Highlights & Insights¶

The revelation of the task partitioning effect is the most valuable finding of this paper: the same method can exhibit forgetting rate differences of up to 9.8 percentage points depending on the partitioning scheme. This underscores the need to explicitly report task construction methodology in continual learning evaluations, as results are otherwise incomparable—a finding transferable to all continual learning experimental designs.
The superiority of EWC over experience replay is consistent with synaptic consolidation theory in neuroscience: for structured knowledge representations (KG embeddings), protecting parameters is more effective than replaying samples, since specific dimensions in KG embeddings encode specific semantic properties.
The experimental design is rigorous, employing 5 random seeds with mean and standard deviation reporting, and is reproducible on consumer-grade GPUs.

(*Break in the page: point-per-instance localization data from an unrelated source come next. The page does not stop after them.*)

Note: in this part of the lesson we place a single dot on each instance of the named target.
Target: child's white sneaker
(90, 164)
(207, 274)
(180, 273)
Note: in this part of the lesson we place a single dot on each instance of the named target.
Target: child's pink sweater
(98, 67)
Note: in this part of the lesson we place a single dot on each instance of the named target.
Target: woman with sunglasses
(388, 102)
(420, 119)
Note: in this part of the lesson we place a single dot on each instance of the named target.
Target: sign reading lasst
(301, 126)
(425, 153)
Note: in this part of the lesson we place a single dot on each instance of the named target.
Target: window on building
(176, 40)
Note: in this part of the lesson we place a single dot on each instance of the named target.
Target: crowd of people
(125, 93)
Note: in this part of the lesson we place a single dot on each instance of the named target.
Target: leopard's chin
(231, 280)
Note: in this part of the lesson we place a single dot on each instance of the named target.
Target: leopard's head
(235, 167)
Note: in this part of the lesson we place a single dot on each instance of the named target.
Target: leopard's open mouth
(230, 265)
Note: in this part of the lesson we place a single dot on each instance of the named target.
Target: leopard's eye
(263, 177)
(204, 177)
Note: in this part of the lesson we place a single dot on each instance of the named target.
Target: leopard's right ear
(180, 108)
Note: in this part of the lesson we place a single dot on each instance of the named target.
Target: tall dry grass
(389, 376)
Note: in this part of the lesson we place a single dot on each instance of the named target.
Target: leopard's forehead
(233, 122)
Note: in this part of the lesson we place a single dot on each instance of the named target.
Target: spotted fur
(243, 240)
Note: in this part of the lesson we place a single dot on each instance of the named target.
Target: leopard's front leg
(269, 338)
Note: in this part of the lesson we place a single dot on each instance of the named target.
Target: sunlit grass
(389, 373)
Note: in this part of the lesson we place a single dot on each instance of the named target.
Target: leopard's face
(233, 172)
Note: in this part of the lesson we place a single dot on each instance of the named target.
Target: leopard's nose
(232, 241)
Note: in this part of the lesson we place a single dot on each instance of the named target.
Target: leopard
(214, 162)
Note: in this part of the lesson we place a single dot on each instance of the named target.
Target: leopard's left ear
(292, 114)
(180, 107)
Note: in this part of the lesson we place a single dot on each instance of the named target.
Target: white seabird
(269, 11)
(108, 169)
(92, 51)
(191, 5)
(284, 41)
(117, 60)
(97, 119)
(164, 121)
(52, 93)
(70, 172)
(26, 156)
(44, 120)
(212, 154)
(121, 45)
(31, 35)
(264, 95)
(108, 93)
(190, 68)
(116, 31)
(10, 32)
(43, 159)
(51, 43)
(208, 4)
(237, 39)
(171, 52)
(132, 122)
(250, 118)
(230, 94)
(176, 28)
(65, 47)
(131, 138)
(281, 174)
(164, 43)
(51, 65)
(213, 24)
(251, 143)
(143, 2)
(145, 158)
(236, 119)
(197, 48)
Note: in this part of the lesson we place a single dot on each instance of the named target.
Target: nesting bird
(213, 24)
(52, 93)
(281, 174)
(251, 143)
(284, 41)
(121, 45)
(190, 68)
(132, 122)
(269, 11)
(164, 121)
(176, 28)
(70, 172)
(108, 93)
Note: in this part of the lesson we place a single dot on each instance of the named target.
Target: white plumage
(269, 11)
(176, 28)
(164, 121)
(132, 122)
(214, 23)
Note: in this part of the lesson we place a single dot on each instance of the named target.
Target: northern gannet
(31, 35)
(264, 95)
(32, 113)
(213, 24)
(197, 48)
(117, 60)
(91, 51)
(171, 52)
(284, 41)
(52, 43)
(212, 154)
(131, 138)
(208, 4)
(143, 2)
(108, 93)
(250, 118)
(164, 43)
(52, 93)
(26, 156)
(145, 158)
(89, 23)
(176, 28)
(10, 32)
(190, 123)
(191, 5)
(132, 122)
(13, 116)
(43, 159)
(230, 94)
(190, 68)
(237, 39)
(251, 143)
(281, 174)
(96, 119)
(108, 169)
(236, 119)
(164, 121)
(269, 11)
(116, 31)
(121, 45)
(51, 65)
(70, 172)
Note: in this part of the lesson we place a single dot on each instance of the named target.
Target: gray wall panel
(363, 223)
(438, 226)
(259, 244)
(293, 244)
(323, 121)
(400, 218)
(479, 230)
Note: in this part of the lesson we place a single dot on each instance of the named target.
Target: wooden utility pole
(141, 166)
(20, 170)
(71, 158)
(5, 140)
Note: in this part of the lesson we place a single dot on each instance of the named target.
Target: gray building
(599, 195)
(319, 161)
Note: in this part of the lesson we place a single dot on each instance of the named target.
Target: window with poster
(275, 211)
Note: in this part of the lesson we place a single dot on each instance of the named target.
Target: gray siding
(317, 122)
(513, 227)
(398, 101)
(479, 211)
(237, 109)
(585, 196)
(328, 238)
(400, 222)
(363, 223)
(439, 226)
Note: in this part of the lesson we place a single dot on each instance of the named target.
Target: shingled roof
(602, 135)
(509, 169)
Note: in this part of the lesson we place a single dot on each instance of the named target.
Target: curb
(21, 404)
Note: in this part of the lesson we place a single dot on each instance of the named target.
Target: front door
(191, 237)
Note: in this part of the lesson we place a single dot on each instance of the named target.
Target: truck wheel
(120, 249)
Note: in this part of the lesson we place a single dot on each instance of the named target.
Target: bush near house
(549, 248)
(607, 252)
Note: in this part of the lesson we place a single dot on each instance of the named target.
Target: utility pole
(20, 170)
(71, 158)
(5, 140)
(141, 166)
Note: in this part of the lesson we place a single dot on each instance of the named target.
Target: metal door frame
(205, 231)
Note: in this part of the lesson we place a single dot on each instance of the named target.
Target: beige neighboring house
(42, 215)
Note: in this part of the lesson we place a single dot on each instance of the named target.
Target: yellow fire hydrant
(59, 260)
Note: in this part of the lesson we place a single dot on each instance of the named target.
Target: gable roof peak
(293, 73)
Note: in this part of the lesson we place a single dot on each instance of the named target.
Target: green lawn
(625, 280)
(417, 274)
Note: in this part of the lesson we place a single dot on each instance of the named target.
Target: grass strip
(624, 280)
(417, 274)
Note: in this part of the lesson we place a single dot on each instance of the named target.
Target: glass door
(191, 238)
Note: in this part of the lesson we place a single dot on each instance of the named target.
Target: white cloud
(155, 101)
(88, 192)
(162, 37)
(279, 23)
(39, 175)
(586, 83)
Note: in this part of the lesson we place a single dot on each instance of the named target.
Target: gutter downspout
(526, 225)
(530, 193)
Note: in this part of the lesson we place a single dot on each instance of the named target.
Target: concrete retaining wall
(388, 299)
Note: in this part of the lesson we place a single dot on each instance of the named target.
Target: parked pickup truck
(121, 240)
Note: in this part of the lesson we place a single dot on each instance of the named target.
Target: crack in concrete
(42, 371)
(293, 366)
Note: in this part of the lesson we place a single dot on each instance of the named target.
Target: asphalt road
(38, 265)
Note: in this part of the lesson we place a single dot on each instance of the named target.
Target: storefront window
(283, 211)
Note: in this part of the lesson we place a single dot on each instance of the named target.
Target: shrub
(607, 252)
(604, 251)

Limitations & Future Work¶

Single model and dataset: Only TransE on FB15k-237 is evaluated; generalizability to more expressive embeddings such as RotatE and ComplEx, and to datasets such as WN18RR and YAGO, remains uncertain.
Only 4 tasks: The dynamics of longer task sequences (10+) are unexplored, and forgetting may grow nonlinearly with the number of tasks.
Workshop paper scope: The depth is limited; no comparison with dedicated KG continual learning benchmarks such as PS-CKGE is provided.
The round-robin strategy for relation-based partitioning is a specific design choice; entity-based or domain-based partitioning may exhibit different patterns.
Combining EWC with more advanced replay strategies (e.g., GEM, A-GEM) or architectural approaches (e.g., Progressive Networks) warrants future investigation.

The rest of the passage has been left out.